Porsche at the WEC and IMSA long-distance races in Sebring/USA

Porsche at the WEC and IMSA long-distance races in Sebring/USA

Like Le Mans – but in the USA: Major endurance test for Porsche at Sebring

Porsche faces a huge sporting challenge. From March 13-16, the GT teams of the sports car manufacturer from Weissach field four works vehicles in two long-distance races at Sebring (USA). Two of the ca. 510 hp Porsche 911 RSR will race over more than 1,000 miles at round six of the Sports Car World Endurance Championship WEC, with another two identical vehicle models tackling the twelve-hour IMSA WeatherTech SportsCar Championship race. The so-called #SuperSebring race weekend requires a massive effort from Porsche in terms of personnel and logistics – comparable to Porsche’s largest ever GT mission at Le Mans in 2018. 

“The Sebring weekend is a massive undertaking for Porsche Motorsport. We have to transport our entire WEC crew including the cars and all the equipment over the Atlantic. That alone presents a logistical challenge,” says Fritz Enzinger, Vice President of Motorsport. “On top of this, our IMSA team competes at the same location on the same weekend. Two factory cars have to tackle each of these two important endurance races successfully. Everything has to be right.” The Sebring weekend also serves as preparation for this year’s 24 Hours of Le Mans, where Porsche will again field four works cars against five other manufacturers in the fiercely competitive GTE-Pro category. 

“This will undoubtedly be one of the most intense race weekends of the year. The schedules of both series are so tight that we can only use few personnel on both sides. Basically, the two races add up to a marathon of over almost 24 hours. That’s definitely on a par with Le Mans, especially on this extremely demanding racetrack. We’ll have a 30-strong crew for each of the WEC and IMSA series, plus an additional 15 people for the GT3 and GT4 customer sport programme in the USA,” says Pascal Zurlinden, Director of GT Factory Motorsport. “The combination of both works teams is already working brilliantly. One example of this: While the IMSA team was testing in Sebring, the WEC squad used Core Autosport’s workshop to set up the two 911 RSR. They have everything that’s needed there. That’s how teamwork should be.” 

“The cooperation between the two teams, the exchange of data and information, and not least the perfect organisation of spare parts are fundamentally important,” says Fritz Enzinger. “When we contested Le Mans in 2018 with four works cars we finished up with a double victory. So we know how it works. Now “across the pond” we aim to demonstrate the perfect synergy between the teams – in a race over twelve hours and another over 1,000 miles.” At the race weekend in Florida, dubbed #SuperSebring, a total of 17 drivers from Porsche’s 25-strong driver squad will share driving duties in the factory cars and customers’ 911 racers. 

The Porsche works cars and drivers at Sebring
WEC #91: Gianmaria Bruni (I), Richard Lietz (A)
WEC #92: Kévin Estre (F), Michael Christensen (DK)
IMSA #911: Patrick Pilet (F), Nick Tandy (GB), Frédéric Makowiecki (F)
IMSA #912: Earl Bamber (NZ), Laurens Vanthoor (B), Mathieu Jaminet (F)

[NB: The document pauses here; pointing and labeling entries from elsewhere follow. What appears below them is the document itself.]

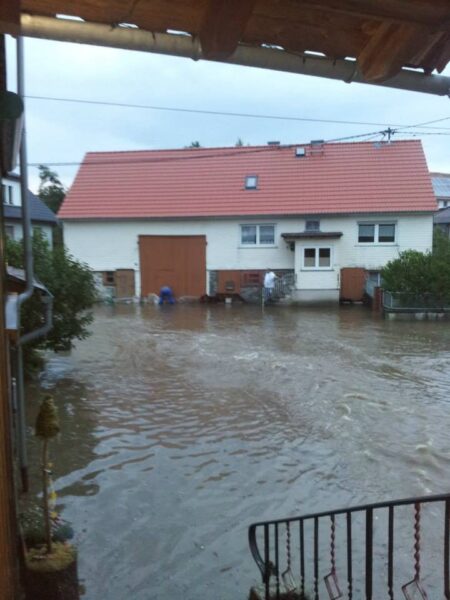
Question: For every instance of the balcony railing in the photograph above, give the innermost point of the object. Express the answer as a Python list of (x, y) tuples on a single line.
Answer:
[(389, 550)]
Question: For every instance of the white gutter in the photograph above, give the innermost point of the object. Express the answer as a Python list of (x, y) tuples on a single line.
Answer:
[(131, 38)]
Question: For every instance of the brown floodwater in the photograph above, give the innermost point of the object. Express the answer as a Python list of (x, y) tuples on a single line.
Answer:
[(181, 425)]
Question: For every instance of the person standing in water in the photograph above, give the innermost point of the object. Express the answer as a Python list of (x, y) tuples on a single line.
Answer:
[(269, 284)]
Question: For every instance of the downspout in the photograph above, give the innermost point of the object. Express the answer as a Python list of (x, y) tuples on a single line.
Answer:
[(29, 284)]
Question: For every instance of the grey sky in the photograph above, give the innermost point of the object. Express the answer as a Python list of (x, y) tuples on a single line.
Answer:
[(60, 132)]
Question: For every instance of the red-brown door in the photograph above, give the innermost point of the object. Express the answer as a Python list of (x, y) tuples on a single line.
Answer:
[(352, 283), (178, 261)]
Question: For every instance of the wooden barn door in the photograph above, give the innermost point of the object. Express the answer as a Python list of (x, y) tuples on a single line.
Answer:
[(124, 283), (178, 261), (352, 284)]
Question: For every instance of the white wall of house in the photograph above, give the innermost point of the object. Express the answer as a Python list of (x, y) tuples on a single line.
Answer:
[(15, 231), (109, 245)]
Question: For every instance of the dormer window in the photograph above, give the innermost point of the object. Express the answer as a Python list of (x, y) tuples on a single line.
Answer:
[(312, 225), (251, 182)]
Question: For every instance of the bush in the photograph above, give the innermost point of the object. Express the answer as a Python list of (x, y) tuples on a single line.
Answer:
[(421, 275), (73, 288)]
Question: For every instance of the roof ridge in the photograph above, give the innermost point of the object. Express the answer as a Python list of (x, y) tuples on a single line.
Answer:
[(249, 147)]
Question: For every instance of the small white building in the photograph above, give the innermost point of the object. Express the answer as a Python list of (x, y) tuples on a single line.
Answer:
[(441, 187), (42, 218), (211, 220)]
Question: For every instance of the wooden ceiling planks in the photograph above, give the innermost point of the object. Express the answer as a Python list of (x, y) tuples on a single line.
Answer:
[(223, 27), (383, 35)]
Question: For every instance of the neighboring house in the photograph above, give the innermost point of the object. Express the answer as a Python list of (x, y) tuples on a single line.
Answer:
[(441, 187), (211, 220), (42, 218)]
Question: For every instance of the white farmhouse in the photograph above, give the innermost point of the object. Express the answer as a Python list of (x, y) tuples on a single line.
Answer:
[(211, 220)]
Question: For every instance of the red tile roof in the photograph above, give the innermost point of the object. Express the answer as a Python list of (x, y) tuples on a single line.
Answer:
[(360, 177)]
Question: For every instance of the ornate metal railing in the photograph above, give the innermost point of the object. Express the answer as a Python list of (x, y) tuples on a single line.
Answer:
[(397, 549)]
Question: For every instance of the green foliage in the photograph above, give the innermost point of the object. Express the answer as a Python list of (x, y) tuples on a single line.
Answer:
[(51, 190), (418, 274), (73, 288), (34, 531), (47, 422)]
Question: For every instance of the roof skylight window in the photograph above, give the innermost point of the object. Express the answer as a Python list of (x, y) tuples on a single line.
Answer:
[(251, 182)]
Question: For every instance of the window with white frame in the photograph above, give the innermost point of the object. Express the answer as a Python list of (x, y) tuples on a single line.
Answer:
[(251, 182), (376, 233), (312, 225), (258, 235), (317, 258)]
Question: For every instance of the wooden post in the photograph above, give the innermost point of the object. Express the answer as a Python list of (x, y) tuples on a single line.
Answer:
[(8, 532)]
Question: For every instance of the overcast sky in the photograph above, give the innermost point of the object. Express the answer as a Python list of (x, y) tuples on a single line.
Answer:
[(64, 132)]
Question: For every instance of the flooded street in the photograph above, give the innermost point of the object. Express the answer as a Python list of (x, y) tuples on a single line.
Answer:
[(182, 425)]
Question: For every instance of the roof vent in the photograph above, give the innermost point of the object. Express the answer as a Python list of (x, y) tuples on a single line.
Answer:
[(317, 146)]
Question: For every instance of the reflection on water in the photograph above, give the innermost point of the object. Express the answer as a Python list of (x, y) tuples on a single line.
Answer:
[(181, 425)]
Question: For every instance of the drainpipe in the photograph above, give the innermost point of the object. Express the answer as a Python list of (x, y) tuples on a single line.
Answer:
[(29, 285), (27, 293)]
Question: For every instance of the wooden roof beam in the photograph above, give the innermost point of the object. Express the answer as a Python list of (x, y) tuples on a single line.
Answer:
[(390, 47), (434, 14), (223, 26), (10, 16)]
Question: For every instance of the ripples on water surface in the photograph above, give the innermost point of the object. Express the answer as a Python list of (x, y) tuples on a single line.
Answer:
[(182, 425)]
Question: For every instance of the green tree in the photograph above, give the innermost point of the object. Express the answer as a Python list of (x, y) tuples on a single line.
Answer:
[(72, 285), (418, 274), (51, 190)]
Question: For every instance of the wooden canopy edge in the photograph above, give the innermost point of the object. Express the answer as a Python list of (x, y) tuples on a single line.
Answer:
[(189, 47)]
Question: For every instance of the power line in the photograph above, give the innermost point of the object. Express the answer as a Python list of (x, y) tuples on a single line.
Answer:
[(223, 154), (221, 113), (200, 156)]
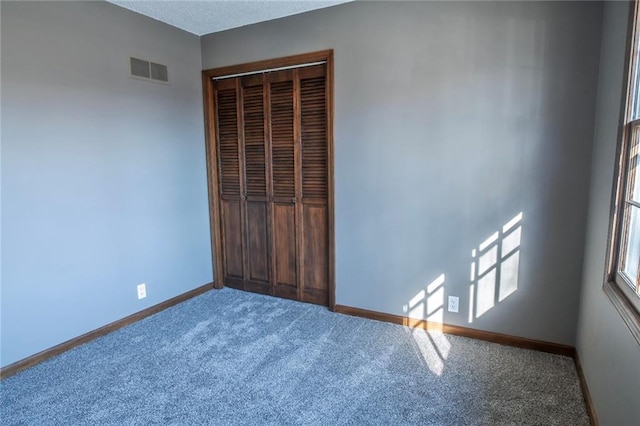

Porsche successes at Sebring
With 18 overall victories, Porsche is by far the most successful marque at the twelve-hour race in Florida. The sports car manufacturer dominated the storied event, which was contested for the first time in 1952, particularly in the 1970s and 1980s. Between 1976 and 1988, Porsche netted 13 outright victories in a row. Racing legends Hans Herrmann and Olivier Gendebien scored the first win for Porsche at Sebring in 1960. The most recent overall win was in 2008 thanks to Timo Bernhard (Germany), Romain Dumas (France) and Emmanuel Collard (France) at the wheel of a Penske Racing Porsche RS Spyder.

The Porsche vehicles
For its third racing season in North America, the Porsche 911 RSR was further optimised primarily in the setup. Depending on the size of the restrictor, the engine, which is positioned in front of the rear axle, puts out around 375 kW (510 hp). The large rear diffuser combined with a top-mounted rear wing provides aerodynamic efficiency and significant downforce. The 911 GT3 R was newly developed for the 2019 season. Improvements in the areas of aerodynamics and kinematics were systematically implemented from the insights garnered from the many race outings of its predecessor. The six-cylinder engine in the rear of the GT3 customer racer produces over 368 kW (500 hp).